I am writing a chemoinformatics database, so for my practical use, these are a lot of lines of codes with pretty involved algorithms and I am practically not annoyed by the lack of generics.

For the ones down-voting me, have you coded something in Go, big enough to be a real in production project, where at the end the lack of generics is a real issue (performance because using interfaces or maintenance because copy/paste to have the performance)?


I'm part of a project team that uses quite a lot of Go in production (for analytics work), and lack of generics was particularly painful.

>(performance because using interfaces or maintenance because copy/paste to have the performance)?

I don't like interfaces (namely, interface{}) for their lack of safety for generic work -- performance comes second to that.

And I don't like copy/paste like ever.

>For the ones down-voting me, have you coded something in Go, big enough to be a real in production project, where at the end the lack of generics is a real issue (performance because using interfaces or maintenance because copy/paste to have the performance)?

Isn't that a sure fire way to selection bias? The ones that ended up coding something significant in Go will usually be those that put up with the Generics issue (or don't even know what they are missing).

It's like asking C programmers if they mind missing GC, closures, etc.

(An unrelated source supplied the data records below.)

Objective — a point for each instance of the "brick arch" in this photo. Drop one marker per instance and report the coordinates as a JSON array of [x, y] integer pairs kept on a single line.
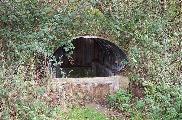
[[92, 57]]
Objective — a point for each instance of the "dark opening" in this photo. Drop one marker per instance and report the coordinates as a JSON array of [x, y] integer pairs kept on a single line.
[[92, 57]]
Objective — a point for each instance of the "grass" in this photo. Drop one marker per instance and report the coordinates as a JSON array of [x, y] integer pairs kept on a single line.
[[79, 113]]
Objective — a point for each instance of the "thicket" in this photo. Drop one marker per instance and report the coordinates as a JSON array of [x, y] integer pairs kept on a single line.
[[149, 31]]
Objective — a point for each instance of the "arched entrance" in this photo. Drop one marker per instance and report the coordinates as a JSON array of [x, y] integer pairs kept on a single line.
[[92, 57]]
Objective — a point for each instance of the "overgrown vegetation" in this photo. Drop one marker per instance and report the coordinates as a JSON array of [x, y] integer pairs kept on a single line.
[[149, 31]]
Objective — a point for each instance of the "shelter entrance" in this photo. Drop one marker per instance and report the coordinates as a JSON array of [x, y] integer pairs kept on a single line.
[[92, 57]]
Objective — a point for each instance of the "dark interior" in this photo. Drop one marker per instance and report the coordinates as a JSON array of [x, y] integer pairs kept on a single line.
[[92, 57]]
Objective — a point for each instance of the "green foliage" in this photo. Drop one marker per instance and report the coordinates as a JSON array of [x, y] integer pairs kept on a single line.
[[162, 102], [83, 114], [149, 31]]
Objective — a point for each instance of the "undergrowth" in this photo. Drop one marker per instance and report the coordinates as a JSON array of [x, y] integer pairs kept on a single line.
[[149, 32]]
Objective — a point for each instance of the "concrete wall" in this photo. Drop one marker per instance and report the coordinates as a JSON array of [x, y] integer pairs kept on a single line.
[[88, 89]]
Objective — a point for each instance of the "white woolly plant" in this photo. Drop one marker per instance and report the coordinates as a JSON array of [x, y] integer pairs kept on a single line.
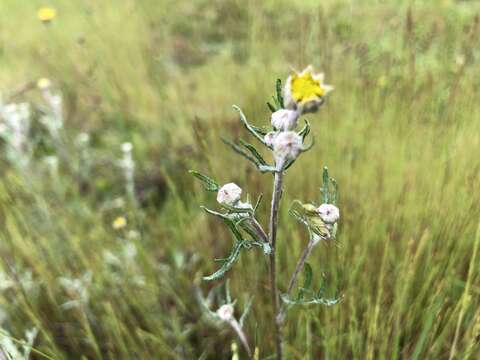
[[14, 131], [303, 93], [127, 164]]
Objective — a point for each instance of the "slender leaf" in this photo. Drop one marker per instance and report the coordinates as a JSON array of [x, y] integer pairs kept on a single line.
[[208, 183]]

It's not like the utility of Generics is some open question in PL either. It's a settled matter. Even Go uses them, but doesn't offer them to the programmer, or suggests generic but not type-safe solutions like interface{}.

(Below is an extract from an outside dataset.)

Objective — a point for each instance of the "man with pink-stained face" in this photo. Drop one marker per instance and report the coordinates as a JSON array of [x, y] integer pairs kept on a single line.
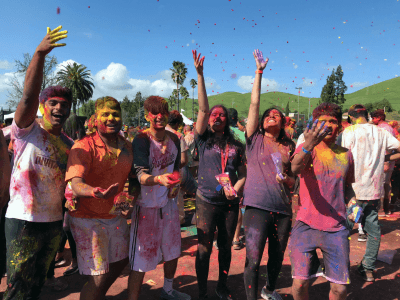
[[155, 231], [33, 224], [379, 119]]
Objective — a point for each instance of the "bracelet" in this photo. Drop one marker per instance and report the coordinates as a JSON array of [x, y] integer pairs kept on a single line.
[[306, 151]]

I wrote some big things in Go and didn't find the lack of generics particularly problematic. Different languages are good for different things-- Go is good for building things that are relatively concrete. For something like a symbolic math package or a scripting language you might want a different language that makes different tradeoffs.


> For the ones down-voting me, have you coded something in Go, big enough to be a real in production project, where at the end the lack of generics is a real issue (performance because using interfaces or maintenance because copy/paste to have the performance)?

Didn't downvote you, but yes I have.